Brackett Hall, home to the Department of Political Science at Clemson University
Brackett Hall, home to the Department of Political Science at Clemson University

This is the parent page for a list of resources for students of mine at Clemson University or students in the Department of Political Science. Students should also read dedicated pages I have to Pi Sigma Alpha and obtaining letters of recommendation.

Clemson’s Academic Calendar and Exam Schedule

These links will be as useful for students as they will be for me. I find myself looking for these every now and then.

Writing Resources

I never used my alma mater’s writing center when I was an undergraduate. In hindsight, I wish I did. Clemson’s political science students needs to take better advantage of this resource.
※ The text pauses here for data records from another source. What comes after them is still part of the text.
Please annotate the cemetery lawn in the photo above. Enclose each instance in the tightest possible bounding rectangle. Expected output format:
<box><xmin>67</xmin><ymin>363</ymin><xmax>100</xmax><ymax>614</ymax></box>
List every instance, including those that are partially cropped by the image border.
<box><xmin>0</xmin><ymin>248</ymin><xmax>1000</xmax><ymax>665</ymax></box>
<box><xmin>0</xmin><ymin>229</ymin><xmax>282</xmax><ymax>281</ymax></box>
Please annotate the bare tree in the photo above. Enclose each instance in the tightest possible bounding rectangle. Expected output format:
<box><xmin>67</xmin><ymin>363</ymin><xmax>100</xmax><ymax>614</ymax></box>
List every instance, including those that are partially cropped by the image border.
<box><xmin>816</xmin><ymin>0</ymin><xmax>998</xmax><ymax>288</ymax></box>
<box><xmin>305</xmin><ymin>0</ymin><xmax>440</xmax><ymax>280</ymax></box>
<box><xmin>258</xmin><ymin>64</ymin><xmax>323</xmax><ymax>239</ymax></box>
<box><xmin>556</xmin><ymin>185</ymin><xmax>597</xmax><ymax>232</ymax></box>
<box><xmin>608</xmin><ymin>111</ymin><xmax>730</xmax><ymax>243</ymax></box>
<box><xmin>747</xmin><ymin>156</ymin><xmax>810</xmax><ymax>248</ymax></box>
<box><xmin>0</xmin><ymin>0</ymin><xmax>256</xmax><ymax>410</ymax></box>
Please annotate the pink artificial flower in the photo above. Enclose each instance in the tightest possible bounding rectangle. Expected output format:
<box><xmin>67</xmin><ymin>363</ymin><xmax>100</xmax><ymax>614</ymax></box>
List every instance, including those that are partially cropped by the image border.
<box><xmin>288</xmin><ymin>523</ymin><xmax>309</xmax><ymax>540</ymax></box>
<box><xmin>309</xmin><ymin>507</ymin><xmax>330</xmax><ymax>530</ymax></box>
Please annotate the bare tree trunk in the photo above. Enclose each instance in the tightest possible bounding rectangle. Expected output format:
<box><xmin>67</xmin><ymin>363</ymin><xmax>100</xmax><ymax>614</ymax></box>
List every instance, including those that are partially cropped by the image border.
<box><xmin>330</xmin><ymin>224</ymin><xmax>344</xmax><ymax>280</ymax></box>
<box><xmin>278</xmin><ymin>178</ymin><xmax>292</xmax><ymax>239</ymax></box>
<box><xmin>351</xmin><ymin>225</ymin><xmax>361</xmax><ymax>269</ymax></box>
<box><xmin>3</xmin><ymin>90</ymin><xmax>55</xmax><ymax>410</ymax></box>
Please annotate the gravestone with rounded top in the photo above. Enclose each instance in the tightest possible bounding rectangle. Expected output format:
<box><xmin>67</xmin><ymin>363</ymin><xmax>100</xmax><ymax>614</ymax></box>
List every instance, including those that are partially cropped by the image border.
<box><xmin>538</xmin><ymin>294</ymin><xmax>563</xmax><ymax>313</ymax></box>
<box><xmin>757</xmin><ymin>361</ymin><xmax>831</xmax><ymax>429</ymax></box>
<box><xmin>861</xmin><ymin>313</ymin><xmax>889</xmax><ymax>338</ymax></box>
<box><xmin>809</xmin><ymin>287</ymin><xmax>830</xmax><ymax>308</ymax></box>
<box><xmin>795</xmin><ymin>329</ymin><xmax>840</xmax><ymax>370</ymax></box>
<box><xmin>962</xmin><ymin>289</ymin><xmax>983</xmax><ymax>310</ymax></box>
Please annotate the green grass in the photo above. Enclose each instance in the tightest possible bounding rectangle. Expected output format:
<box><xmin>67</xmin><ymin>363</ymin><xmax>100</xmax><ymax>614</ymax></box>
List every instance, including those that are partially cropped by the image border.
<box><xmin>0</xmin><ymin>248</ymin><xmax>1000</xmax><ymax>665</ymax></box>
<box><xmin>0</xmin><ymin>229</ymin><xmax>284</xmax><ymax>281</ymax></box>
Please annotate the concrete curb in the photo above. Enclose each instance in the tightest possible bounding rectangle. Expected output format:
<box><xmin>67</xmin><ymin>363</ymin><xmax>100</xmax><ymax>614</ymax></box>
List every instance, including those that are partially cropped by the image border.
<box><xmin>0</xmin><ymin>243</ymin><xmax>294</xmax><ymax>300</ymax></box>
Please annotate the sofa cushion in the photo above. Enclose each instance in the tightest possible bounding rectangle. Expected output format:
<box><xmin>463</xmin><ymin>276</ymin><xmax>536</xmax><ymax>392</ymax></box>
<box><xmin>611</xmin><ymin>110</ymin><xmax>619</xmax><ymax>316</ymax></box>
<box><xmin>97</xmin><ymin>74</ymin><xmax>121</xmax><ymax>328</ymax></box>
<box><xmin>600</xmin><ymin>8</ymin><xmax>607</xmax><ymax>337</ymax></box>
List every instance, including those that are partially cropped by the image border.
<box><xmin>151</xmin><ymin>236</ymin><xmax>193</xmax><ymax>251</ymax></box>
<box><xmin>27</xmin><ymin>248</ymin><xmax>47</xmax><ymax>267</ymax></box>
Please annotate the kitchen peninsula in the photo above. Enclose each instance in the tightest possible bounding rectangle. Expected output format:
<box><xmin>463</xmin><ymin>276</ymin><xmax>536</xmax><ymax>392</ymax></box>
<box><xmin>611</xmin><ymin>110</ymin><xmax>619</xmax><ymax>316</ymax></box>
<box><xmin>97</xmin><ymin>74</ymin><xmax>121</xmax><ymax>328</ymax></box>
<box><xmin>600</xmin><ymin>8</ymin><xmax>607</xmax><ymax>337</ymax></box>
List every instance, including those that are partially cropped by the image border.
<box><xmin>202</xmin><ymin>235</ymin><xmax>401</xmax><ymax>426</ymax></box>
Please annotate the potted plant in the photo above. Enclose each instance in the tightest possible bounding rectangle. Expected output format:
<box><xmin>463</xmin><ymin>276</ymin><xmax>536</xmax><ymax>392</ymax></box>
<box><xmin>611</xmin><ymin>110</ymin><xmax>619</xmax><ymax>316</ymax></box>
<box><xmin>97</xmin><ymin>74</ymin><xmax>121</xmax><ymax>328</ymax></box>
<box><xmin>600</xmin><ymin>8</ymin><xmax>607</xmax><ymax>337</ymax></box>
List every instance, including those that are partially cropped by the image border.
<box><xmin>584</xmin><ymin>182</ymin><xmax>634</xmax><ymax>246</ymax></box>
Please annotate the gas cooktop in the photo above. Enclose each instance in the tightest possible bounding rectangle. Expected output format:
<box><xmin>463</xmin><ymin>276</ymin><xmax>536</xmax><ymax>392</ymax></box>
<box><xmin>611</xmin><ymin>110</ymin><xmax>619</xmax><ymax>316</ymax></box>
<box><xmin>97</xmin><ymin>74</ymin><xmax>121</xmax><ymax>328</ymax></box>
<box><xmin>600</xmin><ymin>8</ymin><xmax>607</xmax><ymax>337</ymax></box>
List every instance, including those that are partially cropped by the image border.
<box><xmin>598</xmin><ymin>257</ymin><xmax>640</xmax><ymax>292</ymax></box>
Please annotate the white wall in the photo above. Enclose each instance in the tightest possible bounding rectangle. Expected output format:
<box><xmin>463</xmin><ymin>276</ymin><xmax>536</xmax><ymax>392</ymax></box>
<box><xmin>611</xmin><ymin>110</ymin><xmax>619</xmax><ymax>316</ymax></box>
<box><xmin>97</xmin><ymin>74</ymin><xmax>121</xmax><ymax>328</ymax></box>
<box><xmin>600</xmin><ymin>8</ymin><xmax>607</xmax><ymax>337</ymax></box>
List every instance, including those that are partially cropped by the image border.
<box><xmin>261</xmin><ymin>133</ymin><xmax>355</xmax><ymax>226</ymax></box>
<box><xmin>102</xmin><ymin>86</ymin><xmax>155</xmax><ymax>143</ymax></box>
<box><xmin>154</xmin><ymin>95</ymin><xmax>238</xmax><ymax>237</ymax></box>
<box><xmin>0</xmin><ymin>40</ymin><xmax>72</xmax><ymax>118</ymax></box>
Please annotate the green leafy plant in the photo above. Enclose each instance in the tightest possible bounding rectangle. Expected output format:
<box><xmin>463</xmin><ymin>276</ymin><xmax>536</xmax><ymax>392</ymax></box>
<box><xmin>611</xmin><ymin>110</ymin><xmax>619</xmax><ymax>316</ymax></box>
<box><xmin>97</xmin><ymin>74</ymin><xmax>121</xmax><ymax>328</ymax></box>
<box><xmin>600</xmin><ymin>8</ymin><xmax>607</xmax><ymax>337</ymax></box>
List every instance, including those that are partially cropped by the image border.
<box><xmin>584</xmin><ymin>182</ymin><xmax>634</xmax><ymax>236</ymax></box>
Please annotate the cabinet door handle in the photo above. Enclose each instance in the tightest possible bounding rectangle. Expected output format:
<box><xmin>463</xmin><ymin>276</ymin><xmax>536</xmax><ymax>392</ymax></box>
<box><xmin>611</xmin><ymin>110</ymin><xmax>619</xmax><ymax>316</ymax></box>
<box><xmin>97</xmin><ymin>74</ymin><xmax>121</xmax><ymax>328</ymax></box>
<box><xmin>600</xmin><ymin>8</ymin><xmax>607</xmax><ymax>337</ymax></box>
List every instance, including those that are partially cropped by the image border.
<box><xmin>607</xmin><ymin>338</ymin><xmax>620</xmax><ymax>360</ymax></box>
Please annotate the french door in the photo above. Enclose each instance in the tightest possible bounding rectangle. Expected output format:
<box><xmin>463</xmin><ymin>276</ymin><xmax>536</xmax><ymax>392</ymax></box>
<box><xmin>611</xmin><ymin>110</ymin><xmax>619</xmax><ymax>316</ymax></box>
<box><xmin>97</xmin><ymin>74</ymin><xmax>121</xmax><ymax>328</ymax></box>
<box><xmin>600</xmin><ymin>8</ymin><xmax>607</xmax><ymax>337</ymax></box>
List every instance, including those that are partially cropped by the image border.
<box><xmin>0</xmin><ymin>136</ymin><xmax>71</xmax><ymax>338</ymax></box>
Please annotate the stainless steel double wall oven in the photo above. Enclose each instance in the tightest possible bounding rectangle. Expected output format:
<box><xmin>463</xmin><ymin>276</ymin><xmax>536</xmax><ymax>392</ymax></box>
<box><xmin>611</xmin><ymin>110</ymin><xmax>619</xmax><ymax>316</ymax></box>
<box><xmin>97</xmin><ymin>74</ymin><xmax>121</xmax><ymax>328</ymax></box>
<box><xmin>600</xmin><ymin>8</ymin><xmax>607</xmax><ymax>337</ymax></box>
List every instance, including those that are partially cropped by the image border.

Check The Writing Center at Clemson for resources to help you with your papers and other writing pursuits.

Borrowing from my friend Andy Owsiak’s (Georgia) resources, I also recommend the following books to help you with writing. The Handley (2014), McCloskey (2000), and Thomson (2011) books are my recommendations though the focus is not strictly on academic writing in political science. Handley’s book is about writing for the web while McCloskey and Thomson are writing for economists.

  • Becker, Howard S. 1986. Writing for Social Scientists: How to Start and Finish your Thesis, Book, or Article. Chicago: University of Chicago Press.
  • Handley, Ann. 2014. Everybody Writes: Your Go-To Guide to Creating Ridiculously Good Content. Hoboken: John Wiley & Sons, Inc.
  • McCloskey, Deirdre N. 2000. Economical Writing (2nd ed.). Long Grove: Waveland Press, Inc.
  • Strunk, William and E.B. White. 2000. The Elements of Style (4th ed.). New York: Longman.
  • Thomson, William. 2011. A Guide for the Young Economist (2nd ed.). Cambridge: MIT Press.
  • Zinsser, William. 2006. On Writing Well. New York: HarperCollins.

Disability Services and Test Proctoring

Clemson University is a public university compliant with the 1990 Americans with Disabilities Act that guarantees the provision of services at the university level to qualified students with disabilities. However, it is the student’s job to initiate the provision of these services through the university. Two resources will be important. One is the Student Accessibility Services (SAS). SAS provides a directory of forms an eligible student may need to file with me.

The other is the Test Proctoring Center (TPC). Be mindful of TPC’s regulations. For example, scheduling a final exam in the testing center must be done (basically) two weeks in advance. A student that requires a quiet testing room for a midterm must also take the initiative to schedule the midterm at least a week before the day of the exam.